Как художественный руководитель театра, я оказался начальником Зайцева, но робость моя по отношению к нему так и не прошла, тем более что уважение к этому прекрасному человеку все увеличивалось и увеличивалось по мере того, как в разговорах с ним я узнавал подробности его жизни.
Говорят, что первое впечатление от человека всегда бывает самым верным. Думается мне, что это не так. Во всяком случае, именно первое впечатление меня часто обманывало, и при более близком знакомстве с людьми я часто менял свое мнение о них. Но по отношению к людям очень цельным правило «первого впечатления» – верное правило. В этом случае последующие впечатления не меняют вашего мнения, а только все больше и больше укрепляют его, и человек как бы раскрывается перед вами во всей своей органической цельности.
Все, что я узнал об Иване Афиногеновиче, было удивительно по фактам, но ничто не противоречило ни его внешности, ни манере его поведения, потому что Зайцев был цельным и законченным в своем облике, как хорошая скульптура.
В год его поступления в театр ему было уже около семидесяти лет, но, несмотря на возраст, он был невероятно силен и крепок. У этой силы были и свои причины. Зайцев был старообрядец и поэтому не пил и не курил. Не знаю, в чем считал себя грешным этот высоконравственный человек, но, желая искупить свой грех, он дал обет ежедневно креститься пудовой гирей. Фактически это крестное знамение превратилось в ежедневную гимнастику, и любого из нас этот семидесятилетний старик мог в течение одной минуты положить на обе лопатки.
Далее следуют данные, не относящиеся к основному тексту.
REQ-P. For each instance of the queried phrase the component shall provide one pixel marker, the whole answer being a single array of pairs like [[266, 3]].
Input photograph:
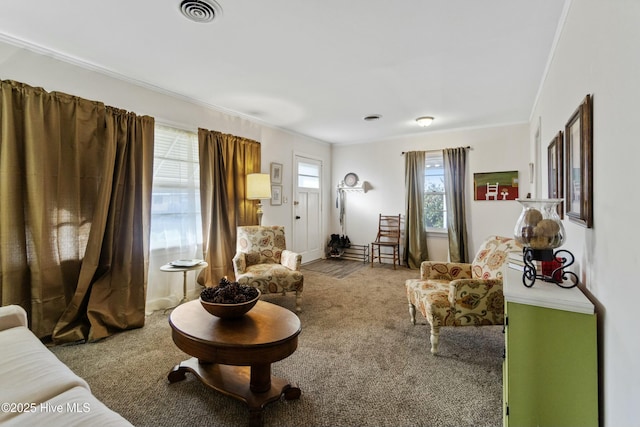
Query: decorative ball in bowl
[[229, 300]]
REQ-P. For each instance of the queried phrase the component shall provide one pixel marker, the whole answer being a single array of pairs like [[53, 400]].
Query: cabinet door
[[551, 376]]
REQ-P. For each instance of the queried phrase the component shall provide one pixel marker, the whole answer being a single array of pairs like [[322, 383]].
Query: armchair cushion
[[459, 294], [262, 261]]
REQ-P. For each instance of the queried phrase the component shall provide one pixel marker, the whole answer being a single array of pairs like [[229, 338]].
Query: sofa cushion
[[30, 373], [74, 407]]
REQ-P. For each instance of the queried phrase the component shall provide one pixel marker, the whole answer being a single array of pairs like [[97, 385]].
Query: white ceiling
[[314, 67]]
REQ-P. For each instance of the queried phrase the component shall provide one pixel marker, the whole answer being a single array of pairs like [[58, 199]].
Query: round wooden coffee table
[[234, 356]]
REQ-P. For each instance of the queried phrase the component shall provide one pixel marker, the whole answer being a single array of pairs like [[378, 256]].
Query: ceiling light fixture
[[424, 121], [200, 10]]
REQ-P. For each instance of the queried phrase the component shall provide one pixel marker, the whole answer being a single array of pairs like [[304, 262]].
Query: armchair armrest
[[291, 260], [478, 301], [239, 263], [12, 316], [444, 270]]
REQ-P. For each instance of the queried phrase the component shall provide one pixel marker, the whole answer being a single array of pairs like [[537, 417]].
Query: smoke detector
[[200, 10]]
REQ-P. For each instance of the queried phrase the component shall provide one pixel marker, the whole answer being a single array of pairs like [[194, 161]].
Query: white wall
[[381, 164], [597, 54]]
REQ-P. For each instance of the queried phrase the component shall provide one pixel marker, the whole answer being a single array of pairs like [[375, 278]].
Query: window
[[435, 208], [175, 204]]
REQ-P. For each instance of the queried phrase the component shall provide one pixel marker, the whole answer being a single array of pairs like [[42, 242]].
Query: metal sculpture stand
[[561, 256]]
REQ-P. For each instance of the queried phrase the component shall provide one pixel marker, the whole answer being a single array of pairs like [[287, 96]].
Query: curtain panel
[[455, 168], [415, 242], [75, 193], [225, 161]]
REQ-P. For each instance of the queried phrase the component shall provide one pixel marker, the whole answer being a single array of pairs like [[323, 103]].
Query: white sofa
[[37, 389]]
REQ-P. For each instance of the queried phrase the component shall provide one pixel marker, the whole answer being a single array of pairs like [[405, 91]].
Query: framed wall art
[[579, 164], [276, 173], [555, 161], [276, 195], [495, 185]]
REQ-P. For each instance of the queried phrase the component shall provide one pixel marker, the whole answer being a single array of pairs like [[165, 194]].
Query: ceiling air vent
[[200, 10]]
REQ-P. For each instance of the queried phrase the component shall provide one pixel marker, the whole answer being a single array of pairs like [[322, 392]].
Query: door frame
[[301, 155]]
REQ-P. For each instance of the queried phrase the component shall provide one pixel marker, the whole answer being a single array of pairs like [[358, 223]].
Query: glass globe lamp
[[540, 230]]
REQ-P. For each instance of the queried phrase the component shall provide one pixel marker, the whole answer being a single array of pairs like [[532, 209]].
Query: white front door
[[307, 209]]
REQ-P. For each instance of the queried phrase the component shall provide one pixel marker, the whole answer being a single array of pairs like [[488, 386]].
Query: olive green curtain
[[225, 161], [75, 192], [415, 237], [455, 168]]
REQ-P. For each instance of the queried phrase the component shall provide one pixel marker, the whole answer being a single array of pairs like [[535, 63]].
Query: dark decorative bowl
[[230, 311]]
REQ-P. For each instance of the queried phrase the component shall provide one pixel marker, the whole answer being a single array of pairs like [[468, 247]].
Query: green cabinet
[[550, 373]]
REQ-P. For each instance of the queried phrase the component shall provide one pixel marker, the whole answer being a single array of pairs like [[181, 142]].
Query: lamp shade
[[258, 186]]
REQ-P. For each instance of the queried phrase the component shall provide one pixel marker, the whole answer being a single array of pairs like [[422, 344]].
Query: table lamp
[[258, 188]]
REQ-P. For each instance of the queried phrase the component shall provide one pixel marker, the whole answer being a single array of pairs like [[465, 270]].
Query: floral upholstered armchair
[[460, 294], [262, 261]]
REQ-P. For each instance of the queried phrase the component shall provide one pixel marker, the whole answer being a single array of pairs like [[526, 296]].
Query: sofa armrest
[[239, 263], [444, 270], [291, 260], [12, 316], [477, 300]]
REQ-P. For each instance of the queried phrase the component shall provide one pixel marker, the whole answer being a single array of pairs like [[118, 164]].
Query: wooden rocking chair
[[388, 237]]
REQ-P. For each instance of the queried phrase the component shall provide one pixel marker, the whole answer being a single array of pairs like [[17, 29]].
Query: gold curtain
[[415, 244], [225, 161], [455, 167], [75, 194]]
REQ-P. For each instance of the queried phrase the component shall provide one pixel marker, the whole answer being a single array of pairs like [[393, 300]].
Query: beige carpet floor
[[359, 362]]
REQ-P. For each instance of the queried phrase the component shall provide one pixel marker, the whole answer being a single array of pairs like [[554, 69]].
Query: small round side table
[[171, 268]]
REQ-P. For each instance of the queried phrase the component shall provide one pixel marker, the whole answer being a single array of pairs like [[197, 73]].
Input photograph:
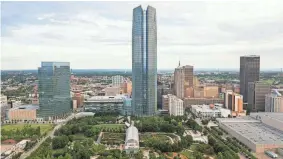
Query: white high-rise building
[[176, 105], [117, 80], [274, 101]]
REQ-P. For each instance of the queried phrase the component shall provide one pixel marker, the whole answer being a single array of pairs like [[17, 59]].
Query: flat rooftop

Понял я также и причину того, почему Иван Афиногенович называл свою жену по имени-отчеству. Оказалось, что много лет тому назад он был женат законным браком и что у него где-то и до сих пор жили его первая жена и взрослые дети. Жизнь бродячего актера свела его с другой женщиной, такой же, как и он, актрисой балагана – Анной Дмитриевной Тригановой. Она стала его партнершей, другом и фактической женой, а религиозность не позволяла Ивану Афиногеновичу ни развестись с первой женой, ни считать свои отношения с Анной Дмитриевной правильными, хотя десятки лет они прожили вместе. Может быть, это и казалось ему его грехом, который надо искупить, но редко мне приходилось видеть более верных и преданных друг другу людей, более благородную, строгую и чистую любовь, чем та, какая была между Иваном Афиногеновичем Зайцевым и Анной Дмитриевной Тригановой.
Постепенно раскрывалась перед нами и вся профессиональная жизнь Зайцева, несмотря на то, что расспрашивать его об этой жизни было трудно, так как он был очень скромен и неразговорчив, хоть и нельзя было его назвать нелюдимым.
Эту профессиональную жизнь он целиком отдал искусству народного балагана и цирка и знал это искусство в совершенстве.
Начав профессиональные выступления в цирке с семилетнего возраста, Зайцев прошел сквозь все жанры. Был он и «каучуковым мальчиком», и акробатом, и шпагоглотателем, и «диким человеком с острова Цейлона», и фокусником, и «раусным клоуном», и чревовещателем. Он работал в цирке Гине, в балагане Вайнштока, в механическом театре Тарвита. Он знал сценарии балаганных пантомим «Взятие Плевны» и «Сдача Осман-паши» и тексты коротеньких полупьес-полупантомим механических театров: «Въезд Шаха Персидского», «Похороны папы Римского» и «Русско-турецкая война на море и на суше».
Он в совершенстве, с настоящим артистизмом играл «петрушками», или, как он называл их на профессиональном языке балагана, «верховыми», то есть куклами, которых кукловод держит над собой. Но так же великолепно он «водил» и кукол на нитках и помимо разыгрываемого ими «Цирка» знал еще народную пьесу «Путешествие купца Сидорыча в ад и рай», сюжетно очень напоминающую «Фауста» (ведь куклы играли «Фауста» еще до Гете).
За свою долгую жизнь Зайцев побывал во многих русских городах, всюду, где только были ярмарочные балаганы. Но больше всего он работал в Москве. На святках, масленой и пасхальной неделе Зайцев кочевал по московским балаганам в Сокольниках, на Девичьем поле, в Черкизове, на Благуше, за Покровской заставой. А в престольные праздники те же балаганы перебирались под монастыри: к Симонову, Ново-Девичьему, Андроньеву, Новоспасскому, Даниловскому, Рождественскому.